Dès les premières notes, l’auditeur est saisi à la gorge par une intensité rare. Si l’on n’est pas tout à fait dans le métal, le groupe assume ici un rock alternatif lourd, sombre et massif, porté par des guitares foudroyantes. Les riffs sont omniprésents et s’articulent autour de breaks particulièrement bien sentis. Difficile, d’ailleurs, de ne pas citer des rouleaux compresseurs comme Breaking Out, Fall in Fall out ou encore Magic Sleep.

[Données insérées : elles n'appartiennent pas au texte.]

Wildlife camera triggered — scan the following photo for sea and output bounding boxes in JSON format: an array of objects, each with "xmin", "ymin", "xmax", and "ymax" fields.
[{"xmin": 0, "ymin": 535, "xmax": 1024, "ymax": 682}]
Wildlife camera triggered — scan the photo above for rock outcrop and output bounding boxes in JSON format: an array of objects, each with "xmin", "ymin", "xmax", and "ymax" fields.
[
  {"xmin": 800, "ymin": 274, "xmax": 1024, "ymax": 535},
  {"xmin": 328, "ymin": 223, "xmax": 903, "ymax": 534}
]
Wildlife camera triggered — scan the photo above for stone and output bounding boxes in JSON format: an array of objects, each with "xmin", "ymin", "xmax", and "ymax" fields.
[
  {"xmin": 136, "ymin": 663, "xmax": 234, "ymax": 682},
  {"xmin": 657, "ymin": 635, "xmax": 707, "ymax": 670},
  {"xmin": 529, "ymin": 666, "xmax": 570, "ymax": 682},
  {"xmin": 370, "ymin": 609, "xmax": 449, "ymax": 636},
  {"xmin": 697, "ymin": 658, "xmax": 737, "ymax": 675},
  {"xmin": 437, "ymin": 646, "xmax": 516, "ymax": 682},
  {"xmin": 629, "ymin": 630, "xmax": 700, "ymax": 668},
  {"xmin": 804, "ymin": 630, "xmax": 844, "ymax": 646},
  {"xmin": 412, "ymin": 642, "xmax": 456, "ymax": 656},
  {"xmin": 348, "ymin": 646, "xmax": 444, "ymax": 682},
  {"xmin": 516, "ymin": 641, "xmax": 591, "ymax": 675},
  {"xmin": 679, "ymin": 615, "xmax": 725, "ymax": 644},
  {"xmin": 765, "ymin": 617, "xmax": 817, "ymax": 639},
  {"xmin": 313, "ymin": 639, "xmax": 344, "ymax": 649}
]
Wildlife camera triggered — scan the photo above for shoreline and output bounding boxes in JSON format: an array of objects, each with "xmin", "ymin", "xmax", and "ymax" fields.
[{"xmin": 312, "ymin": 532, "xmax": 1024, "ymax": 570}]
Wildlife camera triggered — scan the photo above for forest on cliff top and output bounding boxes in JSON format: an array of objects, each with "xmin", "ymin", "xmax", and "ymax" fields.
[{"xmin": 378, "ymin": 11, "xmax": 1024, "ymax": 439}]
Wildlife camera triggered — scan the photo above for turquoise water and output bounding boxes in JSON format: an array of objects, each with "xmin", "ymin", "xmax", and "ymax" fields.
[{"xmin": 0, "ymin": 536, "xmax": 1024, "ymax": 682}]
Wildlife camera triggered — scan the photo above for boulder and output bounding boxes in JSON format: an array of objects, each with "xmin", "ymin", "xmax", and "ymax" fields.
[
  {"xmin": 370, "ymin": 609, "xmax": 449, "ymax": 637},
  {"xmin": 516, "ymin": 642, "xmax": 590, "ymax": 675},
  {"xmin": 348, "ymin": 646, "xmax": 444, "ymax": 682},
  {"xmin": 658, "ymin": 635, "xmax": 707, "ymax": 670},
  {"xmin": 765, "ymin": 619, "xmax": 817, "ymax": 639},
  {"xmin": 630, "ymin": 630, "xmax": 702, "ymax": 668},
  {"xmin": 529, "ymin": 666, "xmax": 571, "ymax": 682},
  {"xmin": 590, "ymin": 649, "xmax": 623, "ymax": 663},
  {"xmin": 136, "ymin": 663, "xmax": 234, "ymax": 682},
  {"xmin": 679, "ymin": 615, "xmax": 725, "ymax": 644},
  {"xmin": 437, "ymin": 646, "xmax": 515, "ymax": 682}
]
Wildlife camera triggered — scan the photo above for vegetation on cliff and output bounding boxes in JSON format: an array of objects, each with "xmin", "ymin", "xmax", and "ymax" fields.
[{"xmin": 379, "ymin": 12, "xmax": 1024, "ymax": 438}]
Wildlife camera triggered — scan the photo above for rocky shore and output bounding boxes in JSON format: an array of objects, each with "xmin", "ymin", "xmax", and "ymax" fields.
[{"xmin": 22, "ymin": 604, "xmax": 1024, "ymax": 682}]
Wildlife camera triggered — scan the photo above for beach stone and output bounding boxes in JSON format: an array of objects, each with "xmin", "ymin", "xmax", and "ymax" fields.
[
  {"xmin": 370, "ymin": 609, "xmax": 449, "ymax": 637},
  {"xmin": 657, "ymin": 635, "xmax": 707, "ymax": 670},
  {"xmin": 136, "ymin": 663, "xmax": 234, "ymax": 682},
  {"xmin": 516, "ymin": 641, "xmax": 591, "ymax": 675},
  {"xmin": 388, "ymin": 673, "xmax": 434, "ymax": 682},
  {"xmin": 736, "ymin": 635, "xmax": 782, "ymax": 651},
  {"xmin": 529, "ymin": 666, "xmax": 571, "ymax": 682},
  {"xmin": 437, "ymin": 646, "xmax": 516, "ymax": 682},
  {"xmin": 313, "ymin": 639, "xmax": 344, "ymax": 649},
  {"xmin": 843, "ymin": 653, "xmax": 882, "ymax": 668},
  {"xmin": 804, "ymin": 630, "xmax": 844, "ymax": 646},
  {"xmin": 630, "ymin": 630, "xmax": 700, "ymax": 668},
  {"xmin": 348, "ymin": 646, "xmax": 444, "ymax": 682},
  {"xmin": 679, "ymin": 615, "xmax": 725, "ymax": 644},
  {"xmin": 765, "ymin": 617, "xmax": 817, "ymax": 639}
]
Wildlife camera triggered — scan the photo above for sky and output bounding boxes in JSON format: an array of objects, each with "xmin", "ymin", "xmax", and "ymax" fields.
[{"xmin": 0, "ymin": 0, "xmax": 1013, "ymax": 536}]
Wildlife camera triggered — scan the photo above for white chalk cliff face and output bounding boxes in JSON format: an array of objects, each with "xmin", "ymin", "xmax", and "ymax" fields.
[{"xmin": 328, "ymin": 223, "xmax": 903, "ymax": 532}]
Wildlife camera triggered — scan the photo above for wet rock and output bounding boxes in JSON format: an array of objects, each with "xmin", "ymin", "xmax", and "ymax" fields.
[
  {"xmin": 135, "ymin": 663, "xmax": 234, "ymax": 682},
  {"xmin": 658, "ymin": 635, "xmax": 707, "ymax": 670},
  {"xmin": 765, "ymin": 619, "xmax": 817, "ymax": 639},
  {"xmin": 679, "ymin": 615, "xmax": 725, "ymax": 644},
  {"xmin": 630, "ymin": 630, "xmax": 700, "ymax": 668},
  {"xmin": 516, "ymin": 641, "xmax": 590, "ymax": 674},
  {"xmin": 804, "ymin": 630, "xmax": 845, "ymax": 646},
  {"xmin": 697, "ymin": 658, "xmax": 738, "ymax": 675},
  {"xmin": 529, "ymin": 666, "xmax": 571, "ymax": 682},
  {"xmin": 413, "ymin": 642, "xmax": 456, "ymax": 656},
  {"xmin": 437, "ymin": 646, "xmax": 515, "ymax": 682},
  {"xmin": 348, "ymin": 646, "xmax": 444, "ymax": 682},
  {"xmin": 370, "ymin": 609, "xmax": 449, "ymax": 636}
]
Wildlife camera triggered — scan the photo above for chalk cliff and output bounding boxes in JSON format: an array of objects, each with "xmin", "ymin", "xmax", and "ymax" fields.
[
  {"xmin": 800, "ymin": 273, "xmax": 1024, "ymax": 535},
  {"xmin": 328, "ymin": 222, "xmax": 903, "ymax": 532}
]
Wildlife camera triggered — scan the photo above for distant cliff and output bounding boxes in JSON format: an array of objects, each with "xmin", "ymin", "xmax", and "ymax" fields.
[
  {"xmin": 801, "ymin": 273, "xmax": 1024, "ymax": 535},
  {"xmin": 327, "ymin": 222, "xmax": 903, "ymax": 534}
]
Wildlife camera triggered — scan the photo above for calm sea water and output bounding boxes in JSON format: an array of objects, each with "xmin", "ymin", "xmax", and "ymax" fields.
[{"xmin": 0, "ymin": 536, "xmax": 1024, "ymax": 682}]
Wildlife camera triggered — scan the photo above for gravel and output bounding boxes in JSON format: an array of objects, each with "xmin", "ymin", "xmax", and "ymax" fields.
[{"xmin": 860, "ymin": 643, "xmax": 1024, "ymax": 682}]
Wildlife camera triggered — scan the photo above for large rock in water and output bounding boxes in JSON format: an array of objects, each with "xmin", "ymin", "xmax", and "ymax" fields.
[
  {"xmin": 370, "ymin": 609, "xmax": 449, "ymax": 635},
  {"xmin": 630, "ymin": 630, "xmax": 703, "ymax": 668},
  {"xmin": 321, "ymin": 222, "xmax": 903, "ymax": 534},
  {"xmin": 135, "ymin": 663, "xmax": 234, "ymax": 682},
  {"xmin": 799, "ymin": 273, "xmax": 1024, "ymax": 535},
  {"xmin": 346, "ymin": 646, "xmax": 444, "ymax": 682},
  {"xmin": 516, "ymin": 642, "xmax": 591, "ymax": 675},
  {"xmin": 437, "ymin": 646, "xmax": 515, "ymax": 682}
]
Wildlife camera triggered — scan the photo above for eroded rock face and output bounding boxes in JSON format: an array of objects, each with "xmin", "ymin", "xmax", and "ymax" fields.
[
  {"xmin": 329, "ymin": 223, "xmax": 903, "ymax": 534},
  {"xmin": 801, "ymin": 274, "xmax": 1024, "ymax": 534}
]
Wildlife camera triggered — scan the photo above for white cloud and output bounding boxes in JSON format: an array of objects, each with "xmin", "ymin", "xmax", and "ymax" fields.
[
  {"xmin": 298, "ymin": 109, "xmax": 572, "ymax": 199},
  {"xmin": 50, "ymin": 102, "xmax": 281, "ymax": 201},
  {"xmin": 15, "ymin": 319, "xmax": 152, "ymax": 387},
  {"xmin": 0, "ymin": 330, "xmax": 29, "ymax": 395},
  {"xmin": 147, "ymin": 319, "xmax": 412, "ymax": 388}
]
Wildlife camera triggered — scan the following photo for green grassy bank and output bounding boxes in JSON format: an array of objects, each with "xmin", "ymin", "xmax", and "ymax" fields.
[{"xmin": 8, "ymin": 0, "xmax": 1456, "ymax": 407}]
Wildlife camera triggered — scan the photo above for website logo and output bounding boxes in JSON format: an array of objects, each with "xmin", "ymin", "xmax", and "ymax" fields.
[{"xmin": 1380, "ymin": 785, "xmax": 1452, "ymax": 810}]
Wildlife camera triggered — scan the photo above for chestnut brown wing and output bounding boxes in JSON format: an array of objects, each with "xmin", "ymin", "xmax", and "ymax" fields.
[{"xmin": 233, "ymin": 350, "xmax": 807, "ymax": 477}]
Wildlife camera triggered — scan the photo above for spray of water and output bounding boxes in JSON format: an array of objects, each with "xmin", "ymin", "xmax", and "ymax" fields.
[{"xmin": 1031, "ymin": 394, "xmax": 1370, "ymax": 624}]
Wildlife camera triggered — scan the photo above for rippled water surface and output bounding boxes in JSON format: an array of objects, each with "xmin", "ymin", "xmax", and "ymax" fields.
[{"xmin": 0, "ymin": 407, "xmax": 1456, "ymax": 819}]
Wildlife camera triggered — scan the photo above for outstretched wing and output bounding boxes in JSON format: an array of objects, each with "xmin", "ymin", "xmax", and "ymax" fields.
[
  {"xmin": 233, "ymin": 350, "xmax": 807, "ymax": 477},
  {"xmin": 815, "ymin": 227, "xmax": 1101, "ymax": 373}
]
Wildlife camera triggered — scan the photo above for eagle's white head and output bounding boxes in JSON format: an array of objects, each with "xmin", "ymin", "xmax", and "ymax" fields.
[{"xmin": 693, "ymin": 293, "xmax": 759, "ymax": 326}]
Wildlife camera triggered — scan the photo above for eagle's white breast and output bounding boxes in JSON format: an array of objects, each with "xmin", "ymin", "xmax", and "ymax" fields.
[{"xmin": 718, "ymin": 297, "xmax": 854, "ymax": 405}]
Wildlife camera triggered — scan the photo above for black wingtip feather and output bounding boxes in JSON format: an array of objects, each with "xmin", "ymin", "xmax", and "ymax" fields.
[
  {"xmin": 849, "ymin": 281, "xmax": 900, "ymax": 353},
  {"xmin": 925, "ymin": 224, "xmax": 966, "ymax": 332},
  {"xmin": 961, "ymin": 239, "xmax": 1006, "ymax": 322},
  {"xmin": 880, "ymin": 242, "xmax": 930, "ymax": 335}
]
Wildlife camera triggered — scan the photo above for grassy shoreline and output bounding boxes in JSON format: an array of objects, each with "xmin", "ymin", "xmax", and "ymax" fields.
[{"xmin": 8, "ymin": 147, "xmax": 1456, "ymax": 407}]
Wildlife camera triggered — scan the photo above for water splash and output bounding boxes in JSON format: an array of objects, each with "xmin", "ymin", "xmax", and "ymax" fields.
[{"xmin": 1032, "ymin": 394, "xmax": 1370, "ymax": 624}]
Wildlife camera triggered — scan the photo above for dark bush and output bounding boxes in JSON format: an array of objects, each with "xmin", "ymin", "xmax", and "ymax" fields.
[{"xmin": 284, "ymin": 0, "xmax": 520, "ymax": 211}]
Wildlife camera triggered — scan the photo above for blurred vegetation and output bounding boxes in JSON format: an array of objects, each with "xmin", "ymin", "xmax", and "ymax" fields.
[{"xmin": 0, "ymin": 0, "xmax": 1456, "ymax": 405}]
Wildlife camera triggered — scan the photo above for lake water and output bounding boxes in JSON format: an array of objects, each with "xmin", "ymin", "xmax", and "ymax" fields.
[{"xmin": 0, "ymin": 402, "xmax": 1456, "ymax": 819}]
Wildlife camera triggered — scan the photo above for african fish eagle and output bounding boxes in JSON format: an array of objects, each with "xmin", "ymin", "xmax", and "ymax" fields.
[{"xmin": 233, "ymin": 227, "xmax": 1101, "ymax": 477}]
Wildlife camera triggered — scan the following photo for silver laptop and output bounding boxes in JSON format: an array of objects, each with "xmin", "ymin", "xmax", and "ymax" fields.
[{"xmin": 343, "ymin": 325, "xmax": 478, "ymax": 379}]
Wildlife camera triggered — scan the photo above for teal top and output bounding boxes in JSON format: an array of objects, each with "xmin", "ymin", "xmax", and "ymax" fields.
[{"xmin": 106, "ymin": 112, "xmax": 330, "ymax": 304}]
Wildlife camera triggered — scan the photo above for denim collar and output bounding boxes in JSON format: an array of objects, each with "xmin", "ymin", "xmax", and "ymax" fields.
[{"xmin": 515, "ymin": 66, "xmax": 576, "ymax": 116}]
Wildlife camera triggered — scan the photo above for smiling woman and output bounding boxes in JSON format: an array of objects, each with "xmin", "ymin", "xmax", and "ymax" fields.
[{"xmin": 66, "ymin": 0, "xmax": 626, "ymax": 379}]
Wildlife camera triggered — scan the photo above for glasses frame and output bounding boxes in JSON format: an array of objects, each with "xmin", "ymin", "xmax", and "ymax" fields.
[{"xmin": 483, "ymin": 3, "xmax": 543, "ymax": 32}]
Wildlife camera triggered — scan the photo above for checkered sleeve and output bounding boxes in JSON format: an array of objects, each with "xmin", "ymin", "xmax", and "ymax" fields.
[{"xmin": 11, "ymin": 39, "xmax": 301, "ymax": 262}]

Avec une telle section rythmique et cette science de l’efficacité, Tigercub s’installe très clairement et avec brio dans le sillage de formations majeures comme Royal Blood.
La grande force de cet album réside également dans sa construction. Conscient de la lourdeur de son propos, le groupe a intelligemment disséminé de courts instants de respiration à des positions stratégiques de la tracklist. Dès le troisième titre, Stuck in the Melancholy, le tempo s’allège. Plus loin, l’introduction du cinquième morceau, Black Moon, voit son puissant riff de départ s’adoucir d’une jolie ritournelle de piano qui apporte une superbe variation. Même constat pour l’ouverture toute douce de Head Over Heels ou pour le morceau My Paper Heart, qui navigue avec agilité entre deux ambiances contrastées.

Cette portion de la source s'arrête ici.